3. **Set up environment variables**

   In the following example, use your [connection details](/docs/integrate/find-connection-details/index.md) to add your Tiger Cloud service connection settings to your Lambda function:

   Terminal window

   ```
   aws lambda update-function-configuration \
   --function-name TimescaleIntegration \
   --environment "Variables={TIMESCALE_HOST=<host>,TIMESCALE_PORT=<port>, \
                  TIMESCALE_USER=<Username>,TIMESCALE_PASSWORD=<Password>, \
                  TIMESCALE_DB=<Database name>}"
   ```

4. **Test your AWS Lambda function**

   1. Invoke the Lambda function and send some data to your Tiger Cloud service:

      Terminal window

      ```
      aws lambda invoke \
         --function-name TimescaleIntegration \
         --payload '{"body": "{\"sensor_id\": \"sensor-123\", \"value\": 42.5}"}' \
         --cli-binary-format raw-in-base64-out \
         response.json
      ```

   2. Verify that the data is in your service.

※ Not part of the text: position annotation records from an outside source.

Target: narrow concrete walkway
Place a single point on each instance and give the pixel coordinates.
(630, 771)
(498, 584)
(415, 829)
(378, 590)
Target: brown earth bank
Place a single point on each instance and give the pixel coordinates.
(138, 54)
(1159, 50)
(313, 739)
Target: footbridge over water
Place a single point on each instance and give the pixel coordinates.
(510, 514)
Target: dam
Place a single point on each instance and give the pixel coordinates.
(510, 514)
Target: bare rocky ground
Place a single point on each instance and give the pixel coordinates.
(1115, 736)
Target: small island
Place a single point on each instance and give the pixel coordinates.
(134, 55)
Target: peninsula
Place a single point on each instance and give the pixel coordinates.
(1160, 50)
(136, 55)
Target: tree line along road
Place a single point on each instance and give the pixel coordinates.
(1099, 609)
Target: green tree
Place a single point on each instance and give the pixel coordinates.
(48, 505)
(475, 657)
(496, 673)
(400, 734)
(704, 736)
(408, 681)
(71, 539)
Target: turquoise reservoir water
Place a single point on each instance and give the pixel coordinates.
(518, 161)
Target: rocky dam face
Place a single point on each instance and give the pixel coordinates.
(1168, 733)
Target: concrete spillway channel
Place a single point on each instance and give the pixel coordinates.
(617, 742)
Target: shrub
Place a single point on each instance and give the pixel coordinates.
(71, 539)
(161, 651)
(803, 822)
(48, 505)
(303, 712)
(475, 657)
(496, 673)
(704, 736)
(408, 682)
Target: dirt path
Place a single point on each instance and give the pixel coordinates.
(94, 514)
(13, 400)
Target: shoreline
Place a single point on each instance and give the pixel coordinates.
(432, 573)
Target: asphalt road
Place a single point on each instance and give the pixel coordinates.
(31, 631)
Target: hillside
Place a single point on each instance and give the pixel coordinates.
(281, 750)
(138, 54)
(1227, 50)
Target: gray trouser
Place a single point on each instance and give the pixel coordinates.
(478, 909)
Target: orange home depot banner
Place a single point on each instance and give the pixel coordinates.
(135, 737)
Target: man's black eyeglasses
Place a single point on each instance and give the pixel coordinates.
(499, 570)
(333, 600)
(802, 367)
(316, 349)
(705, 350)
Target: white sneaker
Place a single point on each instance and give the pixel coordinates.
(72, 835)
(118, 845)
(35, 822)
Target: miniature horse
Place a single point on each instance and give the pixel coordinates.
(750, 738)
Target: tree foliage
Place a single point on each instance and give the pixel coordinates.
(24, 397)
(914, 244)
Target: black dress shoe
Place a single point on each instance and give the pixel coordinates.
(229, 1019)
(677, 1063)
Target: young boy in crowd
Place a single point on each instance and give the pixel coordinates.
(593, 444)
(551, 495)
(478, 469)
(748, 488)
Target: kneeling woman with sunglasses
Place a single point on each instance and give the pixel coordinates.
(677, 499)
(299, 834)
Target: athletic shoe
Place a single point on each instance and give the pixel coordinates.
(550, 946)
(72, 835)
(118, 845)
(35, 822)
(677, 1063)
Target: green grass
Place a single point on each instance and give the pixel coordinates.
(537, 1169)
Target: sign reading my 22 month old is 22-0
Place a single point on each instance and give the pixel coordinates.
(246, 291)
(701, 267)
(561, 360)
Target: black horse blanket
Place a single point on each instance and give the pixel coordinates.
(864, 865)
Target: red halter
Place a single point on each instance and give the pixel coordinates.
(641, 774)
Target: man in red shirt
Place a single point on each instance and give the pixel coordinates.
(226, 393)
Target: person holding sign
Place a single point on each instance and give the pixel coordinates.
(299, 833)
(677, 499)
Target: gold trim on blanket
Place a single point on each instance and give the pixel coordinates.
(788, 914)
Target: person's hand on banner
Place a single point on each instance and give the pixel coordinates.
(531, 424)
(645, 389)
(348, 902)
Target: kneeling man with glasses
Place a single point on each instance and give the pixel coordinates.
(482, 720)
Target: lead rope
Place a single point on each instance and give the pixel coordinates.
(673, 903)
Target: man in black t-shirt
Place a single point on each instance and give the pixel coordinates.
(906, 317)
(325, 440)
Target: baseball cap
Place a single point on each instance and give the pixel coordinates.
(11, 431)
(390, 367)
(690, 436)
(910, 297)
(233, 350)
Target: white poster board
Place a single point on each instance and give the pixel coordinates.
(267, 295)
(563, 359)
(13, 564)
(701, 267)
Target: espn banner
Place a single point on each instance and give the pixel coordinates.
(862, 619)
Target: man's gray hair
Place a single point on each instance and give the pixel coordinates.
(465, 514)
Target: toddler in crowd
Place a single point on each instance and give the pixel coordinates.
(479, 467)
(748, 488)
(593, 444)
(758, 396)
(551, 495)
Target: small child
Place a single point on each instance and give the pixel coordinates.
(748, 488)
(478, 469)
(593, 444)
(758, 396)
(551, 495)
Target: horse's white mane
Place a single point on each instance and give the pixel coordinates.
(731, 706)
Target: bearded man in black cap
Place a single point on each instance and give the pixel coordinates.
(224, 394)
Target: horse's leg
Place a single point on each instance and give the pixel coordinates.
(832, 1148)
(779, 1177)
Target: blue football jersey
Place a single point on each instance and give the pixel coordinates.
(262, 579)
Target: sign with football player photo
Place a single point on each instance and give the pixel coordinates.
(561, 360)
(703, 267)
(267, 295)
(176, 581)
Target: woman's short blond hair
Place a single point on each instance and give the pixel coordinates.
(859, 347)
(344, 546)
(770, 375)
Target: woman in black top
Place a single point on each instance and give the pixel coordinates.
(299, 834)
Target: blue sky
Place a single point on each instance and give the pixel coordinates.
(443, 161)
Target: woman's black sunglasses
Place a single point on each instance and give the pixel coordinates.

      Open an [SQL editor](/docs/build/data-management/run-queries-from-tiger-console/index.md) and check the `sensor_data` table:

      ```
      SELECT * FROM sensor_data;
      ```

      You see something like:

      | time                          | sensor\_id | value |
      | ----------------------------- | ---------- | ----- |
      | 2025-02-10 10:58:45.134912+00 | sensor-123 | 42.5  |

You can now seamlessly ingest time-series data from AWS Lambda into Tiger Cloud.